COSPAS-SARSAT relies on two types of satellite constellations. The first is the geostationary orbiting search and rescue (GEOSAR) constellation, which includes SAR instruments aboard four satellites that orbit Earth at an altitude of 36,000 km over the equator. They maintain a fixed position relative to the Earth, providing coverage for about one-third of the globe, excluding polar regions. GEOSAR satellites, spaced evenly in longitude, ensure continuous coverage between approximately 70 degrees north and 70 degrees south latitude. This system’s main advantage is its ability to alert almost immediately due to its extensive coverage.
The second type is the low earth orbit search and rescue (LEOSAR) system. It consists of four satellites in a near polar orbit, completing an orbit approximately every 120 minutes. LEOSAR complements GEOSAR by offering excellent coverage of polar regions and accurately calculating the location of distress signals using Doppler processing techniques. Additionally, it is less prone to obstructions that might block a signal since the satellite is always moving relative to the beacon.
In 2004, development began for the Medium-altitude Earth Orbiting satellite system for Search and Rescue (MEOSAR). This system integrates SAR repeaters on satellites from various Global Navigation Satellite Systems (GNSS), including Europe’s Galileo, Russia’s Glonass, and the USA’s GPS. Once fully operational, MEOSAR aims to combine the strengths of both LEOSAR and GEOSAR, allowing for near-real-time worldwide coverage of distress messages and independent beacon location.

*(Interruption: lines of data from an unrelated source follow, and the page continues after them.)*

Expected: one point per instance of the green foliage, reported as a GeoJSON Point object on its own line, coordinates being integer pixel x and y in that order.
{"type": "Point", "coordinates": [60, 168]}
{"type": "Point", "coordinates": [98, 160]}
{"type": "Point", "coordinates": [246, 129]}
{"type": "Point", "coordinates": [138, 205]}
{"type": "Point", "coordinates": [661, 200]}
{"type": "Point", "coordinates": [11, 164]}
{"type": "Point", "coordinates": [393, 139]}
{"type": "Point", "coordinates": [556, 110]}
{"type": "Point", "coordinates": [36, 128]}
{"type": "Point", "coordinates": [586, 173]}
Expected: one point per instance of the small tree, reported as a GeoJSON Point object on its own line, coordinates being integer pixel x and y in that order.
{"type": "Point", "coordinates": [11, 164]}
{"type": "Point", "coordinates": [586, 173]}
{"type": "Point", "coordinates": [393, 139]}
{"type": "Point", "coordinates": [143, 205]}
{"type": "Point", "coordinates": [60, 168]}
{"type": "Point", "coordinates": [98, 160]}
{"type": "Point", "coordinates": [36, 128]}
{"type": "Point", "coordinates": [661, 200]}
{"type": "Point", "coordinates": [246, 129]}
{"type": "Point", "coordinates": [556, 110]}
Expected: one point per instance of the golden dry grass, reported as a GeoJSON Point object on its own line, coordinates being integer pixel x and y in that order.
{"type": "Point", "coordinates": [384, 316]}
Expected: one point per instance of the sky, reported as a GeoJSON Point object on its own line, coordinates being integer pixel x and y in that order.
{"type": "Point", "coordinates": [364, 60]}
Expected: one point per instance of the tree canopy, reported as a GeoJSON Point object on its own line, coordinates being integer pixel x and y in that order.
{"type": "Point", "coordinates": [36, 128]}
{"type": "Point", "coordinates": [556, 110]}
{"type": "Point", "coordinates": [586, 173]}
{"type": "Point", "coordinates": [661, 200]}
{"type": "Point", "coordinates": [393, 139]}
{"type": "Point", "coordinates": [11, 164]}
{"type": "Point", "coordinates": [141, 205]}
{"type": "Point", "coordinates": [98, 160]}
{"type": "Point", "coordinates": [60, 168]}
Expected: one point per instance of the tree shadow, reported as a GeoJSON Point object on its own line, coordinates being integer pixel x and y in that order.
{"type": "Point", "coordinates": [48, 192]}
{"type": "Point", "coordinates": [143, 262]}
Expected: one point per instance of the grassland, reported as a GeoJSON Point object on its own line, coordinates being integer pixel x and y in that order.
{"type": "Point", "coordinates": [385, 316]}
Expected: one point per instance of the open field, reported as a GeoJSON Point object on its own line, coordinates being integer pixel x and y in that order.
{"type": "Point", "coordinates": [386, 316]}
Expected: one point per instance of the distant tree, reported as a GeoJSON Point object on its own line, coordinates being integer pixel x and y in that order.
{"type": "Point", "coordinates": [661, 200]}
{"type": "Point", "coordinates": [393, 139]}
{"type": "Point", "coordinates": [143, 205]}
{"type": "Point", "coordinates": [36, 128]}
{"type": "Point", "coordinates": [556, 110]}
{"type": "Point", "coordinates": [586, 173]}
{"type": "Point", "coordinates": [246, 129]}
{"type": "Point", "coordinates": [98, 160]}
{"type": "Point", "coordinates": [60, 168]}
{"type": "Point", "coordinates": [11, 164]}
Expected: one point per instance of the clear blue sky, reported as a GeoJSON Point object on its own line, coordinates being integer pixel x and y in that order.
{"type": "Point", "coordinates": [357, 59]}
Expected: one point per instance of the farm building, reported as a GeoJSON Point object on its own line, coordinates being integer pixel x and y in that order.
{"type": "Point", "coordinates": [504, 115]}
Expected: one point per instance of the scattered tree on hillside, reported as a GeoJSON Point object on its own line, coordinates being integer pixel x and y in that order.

Future enhancements include a return-link-service (RLS) transmission to distress beacons, which will confirm receipt of distress messages. There are two types of ground stations (Local User Terminals or LUTs) that receive signals from the satellites: those designed for the LEOSAR constellation are called LEOLUTs, while those for the GEOSAR constellation are known as GEOLUTs. Both LEOLUT and GEOLUT operators work to provide reliable alert and location data to the SAR community without restrictions.
Most countries with at least one LUT have set up MCCs, which serve several functions. They collect, store, and sort data from LUTs and other MCCs, facilitate data exchange within the COSPAS-SARSAT system, and distribute alerts and location data to associated Rescue Coordination Centres (RCCs) or SAR Points of Contact (SPOCs). As of 2018, there are 34 operational MCCs, with three more under development.